Compensar la ausencia de votos propios con pactos parlamentarios es legal siempre, pero solo es además legítimo cuando las partes renuncian a credos propios para construir proyectos compartidos desde el respeto a una premisa que les desborda a todos y enlaza con el intocable espacio compartido que es un país en el que, para convivir, hay que asumir los límites y tolerar sus diferencias.
La legitimidad de Sánchez acabó cuando, para lograr su objetivo, invirtió los términos institucionales, morales e incluso geográficos: negoció su futuro en el extranjero, aceptó destrozar el Código Penal y la Constitución y transformó en enemigo a la mitad de España para justificar su coyunda nefanda con lo peor de la otra media.
Sé que leer estas rotundas líneas provoca erisipela en los sanchistas más cafeteros, que son como patitos siguiendo a su pata madre, pero es la triste realidad y no se puede camuflar ni con las toneladas de pachuli vertidas por la Orquesta Filarmónica de RTVE, siempre dispuesta a adecentar al capo tocando serenatas en medio del infierno.

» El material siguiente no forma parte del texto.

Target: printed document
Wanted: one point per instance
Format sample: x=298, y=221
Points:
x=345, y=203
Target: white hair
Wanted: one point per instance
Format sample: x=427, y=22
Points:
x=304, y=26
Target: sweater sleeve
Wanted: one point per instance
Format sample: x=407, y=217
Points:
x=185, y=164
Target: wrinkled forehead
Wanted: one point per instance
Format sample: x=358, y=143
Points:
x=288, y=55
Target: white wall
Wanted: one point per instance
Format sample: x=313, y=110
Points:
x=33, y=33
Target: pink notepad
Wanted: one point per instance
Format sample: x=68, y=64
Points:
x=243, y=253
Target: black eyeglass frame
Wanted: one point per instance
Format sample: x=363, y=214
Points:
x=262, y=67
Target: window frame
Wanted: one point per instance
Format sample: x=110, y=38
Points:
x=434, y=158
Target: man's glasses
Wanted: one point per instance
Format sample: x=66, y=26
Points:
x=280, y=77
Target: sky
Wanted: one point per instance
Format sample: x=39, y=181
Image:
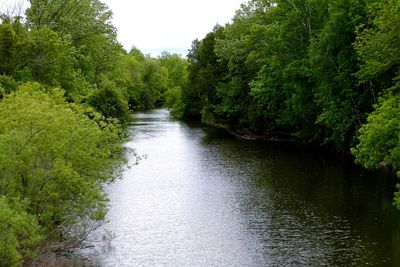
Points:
x=154, y=26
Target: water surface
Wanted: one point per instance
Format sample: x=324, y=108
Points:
x=203, y=198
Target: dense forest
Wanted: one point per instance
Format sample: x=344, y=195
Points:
x=324, y=72
x=66, y=88
x=321, y=71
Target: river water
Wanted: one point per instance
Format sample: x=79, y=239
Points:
x=204, y=198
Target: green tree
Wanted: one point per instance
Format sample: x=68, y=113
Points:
x=177, y=80
x=19, y=233
x=56, y=156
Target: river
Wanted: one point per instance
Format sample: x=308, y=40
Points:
x=203, y=198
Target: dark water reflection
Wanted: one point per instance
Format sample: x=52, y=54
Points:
x=202, y=198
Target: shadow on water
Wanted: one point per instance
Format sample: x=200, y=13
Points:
x=205, y=198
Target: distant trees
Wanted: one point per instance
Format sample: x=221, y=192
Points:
x=322, y=71
x=66, y=89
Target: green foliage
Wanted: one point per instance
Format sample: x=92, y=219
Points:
x=177, y=68
x=341, y=101
x=110, y=102
x=19, y=233
x=308, y=68
x=54, y=156
x=8, y=42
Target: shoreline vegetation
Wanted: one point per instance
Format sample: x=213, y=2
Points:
x=321, y=72
x=66, y=89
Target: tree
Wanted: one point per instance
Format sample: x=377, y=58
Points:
x=56, y=156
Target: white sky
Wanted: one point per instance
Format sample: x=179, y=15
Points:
x=154, y=26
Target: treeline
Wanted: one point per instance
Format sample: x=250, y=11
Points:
x=66, y=87
x=323, y=71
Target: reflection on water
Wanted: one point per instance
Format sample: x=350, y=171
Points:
x=202, y=198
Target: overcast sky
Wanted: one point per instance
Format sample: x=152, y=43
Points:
x=154, y=26
x=157, y=25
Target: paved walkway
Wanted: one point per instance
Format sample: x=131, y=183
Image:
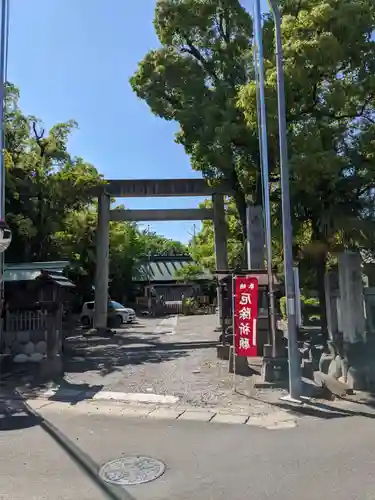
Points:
x=152, y=406
x=58, y=456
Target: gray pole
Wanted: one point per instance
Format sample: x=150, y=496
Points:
x=295, y=386
x=4, y=30
x=3, y=58
x=265, y=171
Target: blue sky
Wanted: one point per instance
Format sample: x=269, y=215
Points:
x=73, y=59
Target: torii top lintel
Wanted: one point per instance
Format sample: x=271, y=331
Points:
x=140, y=188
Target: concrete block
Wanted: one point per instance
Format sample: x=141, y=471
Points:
x=23, y=337
x=134, y=411
x=9, y=338
x=228, y=418
x=41, y=347
x=239, y=363
x=223, y=351
x=165, y=413
x=201, y=416
x=29, y=348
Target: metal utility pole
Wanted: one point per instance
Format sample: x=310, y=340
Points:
x=3, y=70
x=4, y=32
x=295, y=385
x=262, y=128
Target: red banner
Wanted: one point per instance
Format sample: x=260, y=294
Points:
x=245, y=315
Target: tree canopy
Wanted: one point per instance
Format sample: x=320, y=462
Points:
x=50, y=209
x=202, y=77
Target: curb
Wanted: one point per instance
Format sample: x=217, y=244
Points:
x=272, y=421
x=144, y=406
x=75, y=395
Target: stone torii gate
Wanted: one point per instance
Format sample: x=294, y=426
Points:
x=153, y=189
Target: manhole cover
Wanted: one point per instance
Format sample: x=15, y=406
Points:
x=132, y=470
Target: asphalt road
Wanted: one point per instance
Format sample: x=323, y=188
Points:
x=320, y=458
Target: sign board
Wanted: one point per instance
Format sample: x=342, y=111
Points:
x=5, y=236
x=245, y=315
x=255, y=231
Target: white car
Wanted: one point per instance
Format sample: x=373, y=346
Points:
x=115, y=310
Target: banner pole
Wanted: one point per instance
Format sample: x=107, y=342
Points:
x=234, y=333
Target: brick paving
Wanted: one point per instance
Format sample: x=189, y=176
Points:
x=167, y=358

Pero es lo que hay y todo nace de ese pecado original consistente en comprarse una Presidencia corrupta en su génesis: es lo mismo entregar un maletín con billetes a cambio de una recalificación que llenarlo de amnistías y cupos para lograr una investidura.

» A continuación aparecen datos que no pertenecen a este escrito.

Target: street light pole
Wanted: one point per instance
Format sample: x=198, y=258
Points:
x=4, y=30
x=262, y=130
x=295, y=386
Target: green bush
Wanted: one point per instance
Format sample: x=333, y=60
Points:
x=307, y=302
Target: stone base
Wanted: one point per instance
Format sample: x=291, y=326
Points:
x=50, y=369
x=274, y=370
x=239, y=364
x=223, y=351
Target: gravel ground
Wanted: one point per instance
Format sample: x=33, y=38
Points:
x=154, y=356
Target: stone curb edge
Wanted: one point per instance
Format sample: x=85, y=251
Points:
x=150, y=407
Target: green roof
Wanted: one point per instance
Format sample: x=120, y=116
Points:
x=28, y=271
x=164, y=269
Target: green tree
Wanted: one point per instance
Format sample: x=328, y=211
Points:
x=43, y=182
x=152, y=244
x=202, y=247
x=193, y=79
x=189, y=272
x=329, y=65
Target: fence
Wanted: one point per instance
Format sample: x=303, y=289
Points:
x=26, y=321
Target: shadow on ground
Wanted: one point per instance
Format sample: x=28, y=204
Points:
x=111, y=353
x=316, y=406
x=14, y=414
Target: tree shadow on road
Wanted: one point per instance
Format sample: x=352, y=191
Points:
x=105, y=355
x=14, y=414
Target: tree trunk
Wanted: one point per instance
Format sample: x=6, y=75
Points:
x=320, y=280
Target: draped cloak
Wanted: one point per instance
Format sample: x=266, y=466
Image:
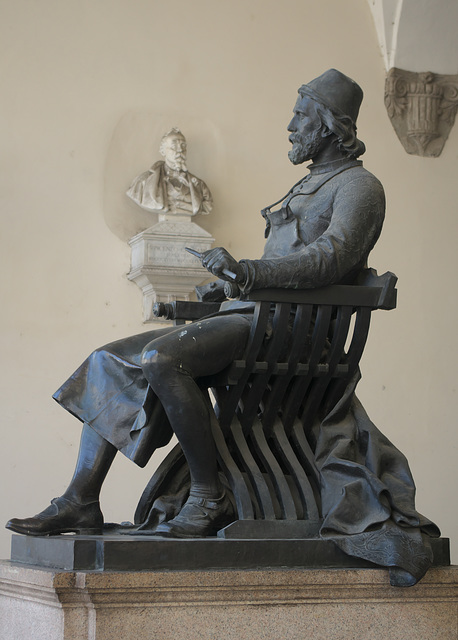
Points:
x=320, y=235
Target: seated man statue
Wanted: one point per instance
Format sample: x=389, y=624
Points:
x=129, y=393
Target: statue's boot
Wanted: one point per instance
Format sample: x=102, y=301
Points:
x=62, y=516
x=199, y=518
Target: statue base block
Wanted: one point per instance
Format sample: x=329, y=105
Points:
x=140, y=553
x=292, y=604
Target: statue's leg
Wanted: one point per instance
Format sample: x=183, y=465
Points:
x=171, y=364
x=78, y=509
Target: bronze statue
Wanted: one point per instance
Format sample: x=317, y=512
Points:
x=131, y=394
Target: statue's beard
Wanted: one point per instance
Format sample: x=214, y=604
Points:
x=305, y=148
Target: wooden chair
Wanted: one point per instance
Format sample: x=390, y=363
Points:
x=263, y=406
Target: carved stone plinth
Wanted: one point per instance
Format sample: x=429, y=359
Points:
x=422, y=109
x=324, y=604
x=162, y=268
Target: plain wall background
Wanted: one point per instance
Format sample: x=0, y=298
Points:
x=81, y=81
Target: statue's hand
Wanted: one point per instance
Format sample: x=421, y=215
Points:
x=220, y=262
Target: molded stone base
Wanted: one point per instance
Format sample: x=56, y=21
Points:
x=323, y=604
x=139, y=553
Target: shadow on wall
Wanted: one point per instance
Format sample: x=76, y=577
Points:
x=134, y=147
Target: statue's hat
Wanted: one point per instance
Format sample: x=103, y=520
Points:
x=336, y=91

La imagen de Puigdemont compareciendo en un país al que le dejaron fugarse otra vez para expresar su descontento con el cumplimiento del pacto mafioso es un símbolo de una degradación imposible de normalizar, que explica a su vez todas las demás: en una huida hacia adelante, tras ese pecado germinal, a Sánchez no lo queda más remedio que disparar a todo lo que se mueve, como un forajido tras robar un banco.
El asalto a las instituciones, las coacciones a los jueces, el ataque a la Guardia Civil, el desprecio a los contrapoderes, la negación de la alternativa o la inquina a los propios ciudadanos son consecuencia de esa insurrección fundacional del sanchismo, condenado desde el primer momento por su negativa a aceptar que las urnas no le quieren lo suficiente para poder gobernar a un país sin destruirlo.

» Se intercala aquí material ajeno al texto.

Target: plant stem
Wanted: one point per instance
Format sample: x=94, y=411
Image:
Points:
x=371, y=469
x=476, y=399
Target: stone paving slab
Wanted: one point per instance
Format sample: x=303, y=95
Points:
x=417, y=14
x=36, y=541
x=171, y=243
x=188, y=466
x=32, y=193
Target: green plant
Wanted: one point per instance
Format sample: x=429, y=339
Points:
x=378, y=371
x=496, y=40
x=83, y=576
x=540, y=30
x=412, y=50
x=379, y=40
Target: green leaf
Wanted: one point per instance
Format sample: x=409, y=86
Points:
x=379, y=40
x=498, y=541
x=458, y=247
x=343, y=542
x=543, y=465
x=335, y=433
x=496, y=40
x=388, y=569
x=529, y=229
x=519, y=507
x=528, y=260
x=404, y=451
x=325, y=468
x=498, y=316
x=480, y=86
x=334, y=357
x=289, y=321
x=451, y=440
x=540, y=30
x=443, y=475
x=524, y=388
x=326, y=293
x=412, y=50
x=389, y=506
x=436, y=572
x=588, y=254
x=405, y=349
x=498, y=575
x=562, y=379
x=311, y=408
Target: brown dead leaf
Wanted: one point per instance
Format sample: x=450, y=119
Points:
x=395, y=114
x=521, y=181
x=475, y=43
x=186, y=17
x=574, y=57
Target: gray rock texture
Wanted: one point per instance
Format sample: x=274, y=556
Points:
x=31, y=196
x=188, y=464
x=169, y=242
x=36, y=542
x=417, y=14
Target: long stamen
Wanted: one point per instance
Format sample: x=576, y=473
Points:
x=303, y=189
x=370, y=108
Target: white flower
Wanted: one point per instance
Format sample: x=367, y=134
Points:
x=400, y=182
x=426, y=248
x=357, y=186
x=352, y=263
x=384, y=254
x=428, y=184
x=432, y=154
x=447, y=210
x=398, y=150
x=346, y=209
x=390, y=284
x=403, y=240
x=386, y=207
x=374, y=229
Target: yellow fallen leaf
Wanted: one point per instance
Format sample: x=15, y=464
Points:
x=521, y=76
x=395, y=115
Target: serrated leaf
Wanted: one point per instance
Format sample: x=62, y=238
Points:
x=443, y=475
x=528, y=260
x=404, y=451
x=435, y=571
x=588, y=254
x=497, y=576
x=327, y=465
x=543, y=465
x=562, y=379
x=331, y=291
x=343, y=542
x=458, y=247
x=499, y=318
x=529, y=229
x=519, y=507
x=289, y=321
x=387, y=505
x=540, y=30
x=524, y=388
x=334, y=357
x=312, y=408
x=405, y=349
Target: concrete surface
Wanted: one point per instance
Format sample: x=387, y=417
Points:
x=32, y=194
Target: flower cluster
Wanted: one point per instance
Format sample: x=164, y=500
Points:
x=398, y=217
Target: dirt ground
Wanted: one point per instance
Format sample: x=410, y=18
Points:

De Sánchez, en fin, sabemos los primeros pasos, pero nos falta por adivinar el último, cuando se encuentre con un control policial en una de las carreteras secundarias por las que huye.
Y solo hay dos opciones: o se para y entrega, tumbándose en el asfalto con las manos extendidas, o embiste al dispositivo y que se sea lo que Dios quiera. No hay que ser muy lince para adivinar su elección, por mucho que le cueste encomendarse a otro más Altísimo que él.